Dann brauchst du auch keinen Virenscanner.

----------

## furanku

 *Deever wrote:*   

>  *texx wrote:*   soweit ich gesehen habe muss ich da sendmail oder ähnliches istallieren.
> 
> das möchte ich jedoch nicht. 
> 
> Dann brauchst du auch keinen Virenscanner.

 

Warum das denn nicht? Ich habe das selbe Problem. Ich hole meine Emails via pop3 in KMail ab. Mittels des pop Filters von kmail kann ich nur relativ grob nach microsoft o.ä. im Subject filtern und den Download verhindern.

Ich möchte aber, dass Viren in Attachments als solche markiert werden und die Mails in einen speziellen Ordner verschoben werden, bei im Augenblick ca. 50 Viren Emails pro Tag (Danke, Mircosoft  :Evil or Very Mad: , tolles Betriebssystem!) will ich das nicht von Hand machen und es sollte genügend flexibel sein um auch auf die nächste Welle von Viren vorbereitet zu sein. 

Ich suche also sowas wie einen Filter ala "spamc" von SpamAssassin.

Gibt's sowas?

Frank

----------

## Gandy

Das ist das aber eher ein Fall für einen Spamfilter wie den von Dir genannten Spamassassin oder Bogofilter. Soweit ich weiß, gibt es dafür auch Möglichkeiten diese Filter direkt mit so einem MUA zu verwenden. Allerdings kann es auch sehr interessant sein, sich mit dem modularen Aufbau eines *nix-Systems auseinanderzusetzen und das vorgesehene Prinzip mit Aufteilung zwischen MTA, MDA und MUA zu benutzen.

----------

## ddanier

gits keine möglichkeit die emails per kmail (z.b. mit den filterregeln) durch nen virenfilter zu jagen?

----------

## furanku

Ich kenne den Unterschied zwischen Transfer und User Agent, hatte früher auch mal sendmail und fetchmail am laufen und habe schon auf dem alten Atari ST meine Mails im elm gelesen und über uucp/smail unter MiNT bezogen.

Trotzdem finde ich den Installations Aufwand, die früher häufigen Sicherheitslücken und den Resourcen Verbrauch (noch'n Daemon, noch'n init.d skript, noch'n log file zum auswerten...) für einen Ein-Benutzer-Arbeitsplatz entschieden zu hoch.
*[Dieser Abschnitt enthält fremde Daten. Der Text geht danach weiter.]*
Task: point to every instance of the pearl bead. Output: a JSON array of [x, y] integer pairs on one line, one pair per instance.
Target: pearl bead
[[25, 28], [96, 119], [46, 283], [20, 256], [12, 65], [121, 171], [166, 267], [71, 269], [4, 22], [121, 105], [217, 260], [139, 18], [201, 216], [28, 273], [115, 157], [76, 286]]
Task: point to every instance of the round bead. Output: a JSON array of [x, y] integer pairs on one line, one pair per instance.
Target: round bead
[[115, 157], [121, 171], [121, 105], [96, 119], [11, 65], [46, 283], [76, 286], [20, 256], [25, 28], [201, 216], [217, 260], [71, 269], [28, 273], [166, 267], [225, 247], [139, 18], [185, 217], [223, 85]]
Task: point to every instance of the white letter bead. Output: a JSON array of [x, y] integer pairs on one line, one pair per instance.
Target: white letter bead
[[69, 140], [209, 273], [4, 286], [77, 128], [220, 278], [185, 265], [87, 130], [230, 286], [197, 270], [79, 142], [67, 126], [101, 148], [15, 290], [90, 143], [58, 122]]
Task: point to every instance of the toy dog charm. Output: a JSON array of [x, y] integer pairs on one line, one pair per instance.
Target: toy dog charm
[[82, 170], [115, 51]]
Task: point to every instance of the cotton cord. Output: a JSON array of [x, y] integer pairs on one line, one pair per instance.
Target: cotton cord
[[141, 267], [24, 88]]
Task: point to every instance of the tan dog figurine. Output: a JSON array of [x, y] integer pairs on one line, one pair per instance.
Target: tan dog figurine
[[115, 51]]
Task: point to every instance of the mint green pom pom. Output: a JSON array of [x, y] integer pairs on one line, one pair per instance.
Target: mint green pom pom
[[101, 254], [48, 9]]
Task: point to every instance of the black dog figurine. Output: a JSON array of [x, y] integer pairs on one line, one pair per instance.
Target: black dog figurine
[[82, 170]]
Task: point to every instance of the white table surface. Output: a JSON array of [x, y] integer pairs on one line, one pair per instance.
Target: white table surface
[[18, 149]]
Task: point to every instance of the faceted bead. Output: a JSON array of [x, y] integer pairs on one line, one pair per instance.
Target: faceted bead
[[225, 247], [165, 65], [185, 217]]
Ich denke Linux will auf den Desktop? Ich glaube ich würde sendmail wohl noch so einigermassen konfiguriert kriegen, meine Mitbewohnerin, die ansonsten sehr glücklich mit Linux auf ihrem Laptop ist, wohl nicht. Mit der KMail Einrichtung der pop/smtp Accounts kam sie aber sehr gut klar.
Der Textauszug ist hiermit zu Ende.